Als ich bemerkte, wie ich abschweifte und schon wieder anfing über Gott und die Welt zu philosophieren, gab ich mir innerlich selbst eine Schelle. Entweder hing ich zu viel mit Fred ab oder ich war einfach nur philosophisch veranlagt. Meine Konzentration wandte sich wieder dem Geschehen in der Mitte der Halle zu. Diesmal trainierte Marco einen hübschen Rappen, dessen Mähne bis über den Hals reichte. Ein wahrer Traum von Pferd. Auch hier sah man deutlich die Züge und die Einfühlsamkeit seines Vaters. Im Umgang mit den Tieren kam der Junior deutlich nach seinem Erzeuger. Und auch hier wurde mein Blick magisch von den einzelnen Bewegungen, die sich mir darboten, angezogen. Zudem kam die Tatsache, dass Marco so oder so in allem, was er tat gut aussah. Zumindest in meinen frisch verliebten Augen. Die Tatsache, dass ich ihn vor zwei Wochen noch nicht einmal richtig gekannt hatte, ließ mich schmunzeln. So viel hatte sich in der Zwischenzeit geändert. Und vor allem war so wahnsinnig viel passiert.

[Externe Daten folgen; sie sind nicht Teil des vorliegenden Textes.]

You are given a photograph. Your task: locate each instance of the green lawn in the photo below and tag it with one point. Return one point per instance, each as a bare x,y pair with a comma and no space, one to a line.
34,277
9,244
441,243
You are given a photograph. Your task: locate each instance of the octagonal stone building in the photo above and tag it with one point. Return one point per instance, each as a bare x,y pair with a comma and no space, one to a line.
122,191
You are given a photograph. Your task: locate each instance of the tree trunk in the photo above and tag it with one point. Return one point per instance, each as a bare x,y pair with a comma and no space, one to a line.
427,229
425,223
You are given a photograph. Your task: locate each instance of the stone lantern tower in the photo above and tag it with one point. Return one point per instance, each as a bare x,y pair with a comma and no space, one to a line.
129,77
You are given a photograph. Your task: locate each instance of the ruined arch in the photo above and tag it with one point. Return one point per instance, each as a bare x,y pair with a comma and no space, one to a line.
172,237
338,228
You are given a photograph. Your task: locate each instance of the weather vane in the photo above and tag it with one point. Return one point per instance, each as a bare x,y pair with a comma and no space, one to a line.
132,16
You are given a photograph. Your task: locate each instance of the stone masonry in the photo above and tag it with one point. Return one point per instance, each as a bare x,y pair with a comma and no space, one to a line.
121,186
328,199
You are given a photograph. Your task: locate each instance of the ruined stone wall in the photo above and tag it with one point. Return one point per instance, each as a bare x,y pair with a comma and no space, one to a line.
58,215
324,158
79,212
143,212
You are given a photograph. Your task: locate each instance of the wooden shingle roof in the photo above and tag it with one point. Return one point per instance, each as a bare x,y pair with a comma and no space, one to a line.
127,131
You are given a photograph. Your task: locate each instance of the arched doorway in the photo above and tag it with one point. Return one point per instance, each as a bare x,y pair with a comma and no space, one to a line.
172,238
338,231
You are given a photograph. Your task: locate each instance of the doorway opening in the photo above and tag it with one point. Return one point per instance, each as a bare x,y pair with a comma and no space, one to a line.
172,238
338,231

Während ich weiter über alles Mögliche nachdachte und gleichzeitig versuchte, mir die verschiedenen Hilfen einzuprägen, wartete mein Unterbewusstsein nur darauf, von Mario gebeten zu werden, ebenfalls Hand anzulegen. Doch dem war nicht so. Erst als er sagte, er würde die Session für den Tag beenden, bemerkte ich das. Verwundert sprach ich ihn darauf an. „Sollte ich wirklich nur zusehen?", wollte ich wissen und mein Meister nickte. „Vom Zusehen lernt man meistens oft mehr, als man denkt. Und hätte ich dich arbeiten lassen, wärst du nur wieder nach deinen Methoden gegangen. Dabei ist mein Ziel eigentlich, deinen Horizont zu erweitern, um mehr Möglichkeiten des Trainings kennenzulernen. Und irgendwie habe ich das Gefühl, wenn du Marco zusiehst, prägt sich das noch besser in dein Gedächtnis ein.", er zwinkerte mir zu und vor Erleichterung lächelte ich ihn an. Hieß das, er hatte endlich Marco und meine Liebe akzeptiert? Ich hoffte es. Ich hoffte es so sehr...

Statt einer Antwort schmunzelte ich nur vielsagend und stand endlich wieder auf. Der kalte Sand machte sich langsam bemerkbar. „Aber Hanna", hielt er mich noch auf, bevor ich mich auf den Weg ins Haus machen konnte, „Nach dem Abendessen will ich dich gerne noch in der Sattelkammer sehen, ok?" Ich nickte gehorsam und ging mich etwas aufwärmen. Während ich wieder eine Weile das Bücherregal durchstöberte, bemerkte ich einen großen, unförmigen Karton auf dem Regal. Er war etwas verstaubt, doch verwundert begutachtete ich ihn. Normalerweise war alles irgendwie bei Mario aufgeräumt, auch wenn ich mich fragte, wer das machte. Mein Meister hatte dazu ja kaum Zeit. Jedenfalls war mir dieser Karton noch nie vorher aufgefallen und in meiner Naivität hoffte ich, dass darin vielleicht ein paar alte, verborgene Bücherschätze darauf warteten, wieder entdeckt zu werden. Da ich sowieso gerade nichts Besseres zu tun hatte, zog ich einen Stuhl heran und versuchte, irgendwie an den Karton heranzukommen. Er war überraschend schwer dafür, dass ich Bücher darin vermutete. Als ich ihn mit etwas Gewalt endlich von seinem Platz auf den Boden verfrachtet hatte, wurde ich erst einmal in eine Staubwolke gehüllt. Hustend öffnete ich den Karton und hoffte, für all die Anstrengungen wenigstens vielleicht das Buch aller Bücher zu finden. Dem war aber nicht so.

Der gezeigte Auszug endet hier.